Telstra’s 1H20 financial results were broadly in line with expectations and FY20 guidance was re-affirmed. The result was overshadowed by the Federal Court’s decision to allow the proposed merger of Vodafone and TPG to proceed. On face value, a 3-player mobile market should be more rational and profitable than a 4-player mobile market and there are various pieces of research that support this notion. But the quality of the players matters too. In this case, a combined TPG/Vodafone may be perceived as a stronger telco competitor than the alternative of staying as separate sub-scale entities. It then depends on whether TPG/Vodafone decide to compete aggressively on price to win market share.
This is a strategy that has been tried by other players in the market and has not been particularly successful as competitors have shown a propensity to react by discounting as well.
Telstra has a multi-brand strategy with its price-fighter brand Belong positioned to compete against Vodafone, so the potential impact of greater competitive intensity from TPG/Vodafone is likely to be felt more by Optus.
Telstra moving forward while others stand still
The other issue to consider is that while the merger approval process has been grinding its way through the ACCC and Federal court for the past 18 months, TPG and Vodafone have been unable to move forward with their strategic agenda. Telstra and other players have likely benefited from this distraction, so there will be some normalisation over the course of the year with TPG/Vodafone indicating they are working towards merger completion by mid-2020.

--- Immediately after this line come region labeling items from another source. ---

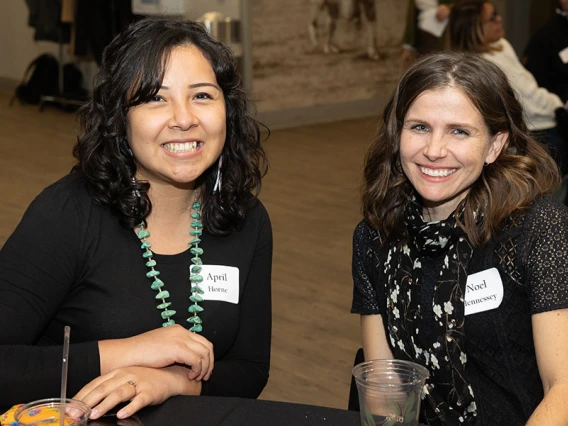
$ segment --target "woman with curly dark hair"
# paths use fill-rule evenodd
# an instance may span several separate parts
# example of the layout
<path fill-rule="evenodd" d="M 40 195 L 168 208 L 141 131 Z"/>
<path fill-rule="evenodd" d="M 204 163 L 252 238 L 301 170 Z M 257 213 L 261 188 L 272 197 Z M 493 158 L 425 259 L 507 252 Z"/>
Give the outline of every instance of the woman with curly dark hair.
<path fill-rule="evenodd" d="M 366 157 L 352 312 L 365 359 L 429 370 L 424 423 L 566 419 L 559 182 L 498 66 L 445 52 L 402 77 Z"/>
<path fill-rule="evenodd" d="M 260 394 L 272 232 L 248 108 L 233 55 L 200 24 L 144 19 L 106 48 L 77 164 L 0 252 L 3 404 L 58 395 L 64 325 L 68 393 L 91 418 Z"/>

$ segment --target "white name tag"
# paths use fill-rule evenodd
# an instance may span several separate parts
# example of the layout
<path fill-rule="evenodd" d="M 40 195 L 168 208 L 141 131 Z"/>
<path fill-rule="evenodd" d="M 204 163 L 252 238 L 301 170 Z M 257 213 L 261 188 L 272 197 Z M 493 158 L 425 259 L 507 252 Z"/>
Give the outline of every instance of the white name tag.
<path fill-rule="evenodd" d="M 199 287 L 204 291 L 203 299 L 239 303 L 239 268 L 223 265 L 203 265 L 203 281 Z"/>
<path fill-rule="evenodd" d="M 497 268 L 472 274 L 465 285 L 465 315 L 498 308 L 503 301 L 503 281 Z"/>
<path fill-rule="evenodd" d="M 560 56 L 562 63 L 568 64 L 568 47 L 558 52 L 558 56 Z"/>

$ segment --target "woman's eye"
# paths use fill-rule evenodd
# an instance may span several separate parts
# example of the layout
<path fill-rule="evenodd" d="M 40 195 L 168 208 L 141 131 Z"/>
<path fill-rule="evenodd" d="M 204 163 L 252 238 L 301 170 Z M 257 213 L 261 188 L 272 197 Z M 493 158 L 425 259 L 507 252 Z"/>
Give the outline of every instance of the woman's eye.
<path fill-rule="evenodd" d="M 462 135 L 463 135 L 463 136 L 468 136 L 468 135 L 469 135 L 469 133 L 466 132 L 466 131 L 463 130 L 463 129 L 454 129 L 454 134 L 460 135 L 460 136 L 462 136 Z"/>
<path fill-rule="evenodd" d="M 195 95 L 195 98 L 196 99 L 213 99 L 213 96 L 211 96 L 209 93 L 200 92 L 200 93 Z"/>

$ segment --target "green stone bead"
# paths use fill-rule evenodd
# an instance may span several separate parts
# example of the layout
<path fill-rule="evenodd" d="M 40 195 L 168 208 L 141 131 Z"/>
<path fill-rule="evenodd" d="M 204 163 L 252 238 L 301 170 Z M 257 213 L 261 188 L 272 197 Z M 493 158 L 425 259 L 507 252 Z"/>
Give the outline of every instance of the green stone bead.
<path fill-rule="evenodd" d="M 198 293 L 198 294 L 205 294 L 205 292 L 201 289 L 201 287 L 198 287 L 198 286 L 191 287 L 191 292 L 192 293 Z"/>
<path fill-rule="evenodd" d="M 156 299 L 167 299 L 168 297 L 170 297 L 168 290 L 162 290 L 156 294 Z"/>
<path fill-rule="evenodd" d="M 203 277 L 201 275 L 191 275 L 189 281 L 192 283 L 200 283 L 203 282 Z"/>
<path fill-rule="evenodd" d="M 163 286 L 164 286 L 164 282 L 163 282 L 161 279 L 156 278 L 156 279 L 154 280 L 154 282 L 152 283 L 152 285 L 150 286 L 150 288 L 151 288 L 152 290 L 159 290 L 160 287 L 163 287 Z"/>
<path fill-rule="evenodd" d="M 199 305 L 191 305 L 189 308 L 187 308 L 187 312 L 191 312 L 192 314 L 198 314 L 200 312 L 203 312 L 203 308 Z"/>
<path fill-rule="evenodd" d="M 146 238 L 146 237 L 149 237 L 149 236 L 150 236 L 150 233 L 148 231 L 146 231 L 145 229 L 140 229 L 138 231 L 138 238 L 139 239 Z"/>
<path fill-rule="evenodd" d="M 175 314 L 176 314 L 176 311 L 174 311 L 172 309 L 168 309 L 168 310 L 165 310 L 165 311 L 160 313 L 160 315 L 162 315 L 163 319 L 168 319 L 169 317 L 173 317 Z"/>

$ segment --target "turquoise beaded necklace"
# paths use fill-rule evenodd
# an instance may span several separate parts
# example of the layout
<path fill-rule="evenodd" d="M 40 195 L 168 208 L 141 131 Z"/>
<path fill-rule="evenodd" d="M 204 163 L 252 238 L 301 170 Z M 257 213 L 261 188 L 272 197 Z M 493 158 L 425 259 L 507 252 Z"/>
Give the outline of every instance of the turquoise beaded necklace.
<path fill-rule="evenodd" d="M 189 300 L 193 303 L 189 305 L 187 309 L 190 314 L 187 322 L 191 324 L 189 331 L 193 331 L 195 333 L 201 333 L 203 331 L 203 324 L 202 320 L 199 317 L 199 314 L 203 312 L 203 308 L 199 306 L 199 303 L 203 302 L 203 290 L 199 287 L 199 283 L 203 281 L 203 277 L 200 275 L 201 273 L 201 265 L 203 262 L 199 256 L 203 255 L 203 249 L 199 247 L 199 243 L 201 242 L 201 234 L 203 233 L 203 224 L 201 223 L 201 203 L 194 202 L 191 206 L 193 210 L 191 212 L 191 231 L 189 231 L 189 235 L 191 235 L 191 241 L 188 243 L 191 245 L 190 253 L 193 255 L 191 258 L 191 267 L 189 269 L 189 284 L 191 286 L 191 296 L 189 296 Z M 156 294 L 156 299 L 161 301 L 161 303 L 156 306 L 157 309 L 161 310 L 160 313 L 162 319 L 165 320 L 162 323 L 163 327 L 167 327 L 169 325 L 173 325 L 176 322 L 173 319 L 176 311 L 173 309 L 169 309 L 171 306 L 171 302 L 168 302 L 167 299 L 170 297 L 170 293 L 167 290 L 164 290 L 164 282 L 158 278 L 160 275 L 160 271 L 156 269 L 156 261 L 152 258 L 154 253 L 150 250 L 152 246 L 146 238 L 150 236 L 150 232 L 146 229 L 146 222 L 142 221 L 140 225 L 138 225 L 138 238 L 142 242 L 140 248 L 143 250 L 142 257 L 146 260 L 146 266 L 150 268 L 150 270 L 146 273 L 146 276 L 152 279 L 152 285 L 150 288 L 158 292 Z"/>

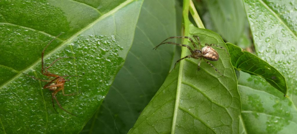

It is also worth noting that the ACCC has 28 days to appeal the Federal Court’s decision. If an appeal is lodged, there will be another lengthy delay to the merger outcome, which would be incrementally positive for Telstra.
While the merger will consume the market’s focus in the short term, there are several reasons to be positive on Telstra’s longer term prospects.
Telstra reported that underlying EBITDA (earnings before interest, tax, depreciation & amortisation) excluding the in-year nbn headwind grew by approximately $90m – the first time there has been growth since FY16. This shows that the T22 strategy is delivering positive momentum.
The performance of the Mobile division is stabilising with EBITDA falling $47m vs. the previous comparable period, after declining $342m in FY19 and $274m in FY18. Subscriber additions were ahead of expectations. Mobile is a critical driver of the Telstra investment case given it accounts for nearly 50% of underlying EBITDA. Forward-looking indicators are positive with postpaid transacting MMC (minimum monthly commitment) increasing $2-3 across the Consumer and Small Business division, which will drive a moderation in ARPU (average revenue per user) declines in 2H20.
Telstra’s Network Applications & Services division performed well with margins returning to mid-teens at 15.7% on lower costs and improved product mix. Global Connectivity achieved a 34% increase in EBITDA due to a greater focus on profitable products. On the negative side, the Fixed and Data & IP divisions declined, although this was largely to be expected.
Telstra continues to deliver against its $2.5bn net productivity target, having now achieved a $1.6bn net reduction in underlying fixed costs since 2016. This is necessary to offset the NBN headwind, which is expected to peak in FY21.
We expect 5G to be a key tailwind over the coming years
Telstra and other industry participants have specifically called out their desire to monetise 5G by providing more differentiated service offerings. This should support revenue growth in the industry which has been absent for some time.
Overall, Telstra’s results showed their T22 strategy is gaining momentum with the mobile division stabilising and the cost reduction program well underway. If Telstra can continue to hit their guidance and demonstrate a return to growth in Mobile division earnings, the stock should continue to re-rate, although this is contingent on the competitive environment remaining rational.